Italy's Populists Can't Agree on Anything. Not Even Prostitution
(Bloomberg) -- Most Italians can rattle off a list of their populist government’s internal quarrels: energy, infrastructure, immigration, regional autonomy. Most would be surprised to find out that prostitution is also on the list.
League party leader Matteo Salvini’s comments on the issue Thursday look likely to stir things up with coalition partner the Five Star Movement.
“I would back reopening the ‘closed houses,’" Salvini said, referring to the term Italians once used for brothels. “Taking this business away from the Mafia, off the streets is the right thing to do,” he said in remarks cited by Ansa news agency.
Salvini was quick to note that his position isn’t shared by Five Star, with whom the League has squabbled over budget priorities, gas pipelines and relations with neighboring countries, just to name a few issues.
Support for legalized prostitution “isn’t included in the government contract, because Five Star thinks differently,” Salvini said.
Prostitution had more or less full legal status for years in Italy. Ernest Hemingway described brothels operating openly along Milan’s canals in “A Farewell to Arms.” Most were shut in 1958 and illicit, mostly street-based prostitution, has taken their place.
Like many things in Italy, prostitution operates in a gray zone.

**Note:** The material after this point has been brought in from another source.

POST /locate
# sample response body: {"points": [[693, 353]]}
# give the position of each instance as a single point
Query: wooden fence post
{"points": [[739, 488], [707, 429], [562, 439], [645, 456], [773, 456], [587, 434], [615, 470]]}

It remains legal, but profiting from it, public acts of prostitution or involving minors is against the law, as is the use of any dedicated location.
Efforts by previous governments to introduce regulations to either fully ban prostitution or to regulate it in order to introduce health standards have failed.
Salvini has previously expressed his views supporting legalization, calling brothels “a work of civilization.”